City’s ACT scores slip, but still above average

Lawrence public schools 2005 ACT scores are down, but remain above state and national averages.

“Given the comparisons, I thought we did pretty well,” said Free State High School Principal Joe Snyder.

Lawrence High School Principal Steve Nilhas said there was more work to be done.

“They’re above the state and national average,” Nilhas said. But “that’s really not good enough for Lawrence and certainly not good enough for Lawrence High.”

The ACT is a curriculum-based test in English, reading, math and science.

Colleges use the scores for admissions criteria.

In 2005, 514 Lawrence students took the test, up slightly from 2004, when 509 students were tested.

The district average is 22.8 points out of 36 possible points.

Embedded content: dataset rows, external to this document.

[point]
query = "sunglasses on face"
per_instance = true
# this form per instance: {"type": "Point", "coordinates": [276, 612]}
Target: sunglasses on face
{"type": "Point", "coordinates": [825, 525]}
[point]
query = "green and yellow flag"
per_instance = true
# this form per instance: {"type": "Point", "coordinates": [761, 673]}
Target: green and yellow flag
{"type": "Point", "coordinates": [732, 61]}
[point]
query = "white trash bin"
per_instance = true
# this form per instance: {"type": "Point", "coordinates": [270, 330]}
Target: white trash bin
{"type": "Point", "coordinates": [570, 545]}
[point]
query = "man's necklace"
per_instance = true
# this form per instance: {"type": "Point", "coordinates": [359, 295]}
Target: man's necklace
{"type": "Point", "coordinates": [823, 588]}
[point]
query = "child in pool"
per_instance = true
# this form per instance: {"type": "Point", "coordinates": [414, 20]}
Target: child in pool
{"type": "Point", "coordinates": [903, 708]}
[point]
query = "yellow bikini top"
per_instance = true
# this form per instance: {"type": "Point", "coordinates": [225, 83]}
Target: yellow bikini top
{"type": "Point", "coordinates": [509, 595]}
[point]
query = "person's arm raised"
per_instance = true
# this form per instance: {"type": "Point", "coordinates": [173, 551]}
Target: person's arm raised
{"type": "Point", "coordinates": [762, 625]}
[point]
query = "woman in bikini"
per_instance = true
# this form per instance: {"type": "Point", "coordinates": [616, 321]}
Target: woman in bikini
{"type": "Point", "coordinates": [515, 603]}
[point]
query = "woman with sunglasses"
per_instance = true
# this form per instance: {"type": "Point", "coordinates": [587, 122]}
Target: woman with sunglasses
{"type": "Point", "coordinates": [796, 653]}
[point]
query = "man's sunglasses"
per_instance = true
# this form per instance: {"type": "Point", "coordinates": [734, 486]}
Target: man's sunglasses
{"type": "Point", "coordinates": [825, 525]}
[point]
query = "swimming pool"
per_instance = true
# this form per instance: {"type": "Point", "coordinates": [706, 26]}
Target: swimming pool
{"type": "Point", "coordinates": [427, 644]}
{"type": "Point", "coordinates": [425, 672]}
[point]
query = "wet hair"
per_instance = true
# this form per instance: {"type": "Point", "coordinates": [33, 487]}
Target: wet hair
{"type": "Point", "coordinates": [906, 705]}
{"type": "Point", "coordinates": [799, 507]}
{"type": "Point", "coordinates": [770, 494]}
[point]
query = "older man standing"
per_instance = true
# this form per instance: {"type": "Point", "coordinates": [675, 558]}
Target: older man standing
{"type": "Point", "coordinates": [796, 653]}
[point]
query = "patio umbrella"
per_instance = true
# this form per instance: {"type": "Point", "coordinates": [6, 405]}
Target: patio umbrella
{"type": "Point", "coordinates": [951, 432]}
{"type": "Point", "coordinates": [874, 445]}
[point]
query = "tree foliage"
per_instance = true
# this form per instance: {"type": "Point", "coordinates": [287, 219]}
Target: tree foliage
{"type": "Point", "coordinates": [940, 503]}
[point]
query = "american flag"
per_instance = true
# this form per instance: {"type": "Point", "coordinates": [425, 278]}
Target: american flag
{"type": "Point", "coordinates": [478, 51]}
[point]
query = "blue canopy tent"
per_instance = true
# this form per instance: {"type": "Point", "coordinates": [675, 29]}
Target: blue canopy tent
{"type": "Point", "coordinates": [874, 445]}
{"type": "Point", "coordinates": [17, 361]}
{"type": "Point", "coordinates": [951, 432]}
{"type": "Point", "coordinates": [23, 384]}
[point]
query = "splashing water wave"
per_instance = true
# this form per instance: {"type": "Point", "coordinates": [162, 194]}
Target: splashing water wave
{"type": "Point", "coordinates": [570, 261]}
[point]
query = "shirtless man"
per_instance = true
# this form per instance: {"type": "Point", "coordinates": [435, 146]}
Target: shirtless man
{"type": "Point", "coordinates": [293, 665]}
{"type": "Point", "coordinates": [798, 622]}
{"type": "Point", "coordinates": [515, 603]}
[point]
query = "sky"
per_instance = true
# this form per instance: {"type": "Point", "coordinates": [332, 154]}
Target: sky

It bested the state average of 21.7 and the national average of 20.9.

The district average was 0.9 points lower than the year before. Lawrence High’s average was 22.2, down from 23.2 in 2004.

Free State’s High’s average was 23.3, compared with 24.2 last year.

At Bishop Seabury Academy, where about 20 students took the ACT, the average score was 26, headmaster Chris Carter said.

Carter said the school encouraged students to take both the ACT and the SAT.

Nilhas said that statistically one point was not a big deal. But a move backward isn’t good, he said.

“I don’t like it,” he said. “It certainly tells me that we have a lot of work to do.”

The school is placing more focus on reading instruction, a move that could ultimately help increase ACT scores. The school hired a reading specialist to teach classes and train teachers, he said.

Free State High last year started offering pre-ACT tests to help students prepare and to show students that the school has high expectations for the tests. Snyder said the school also was focusing more on reading.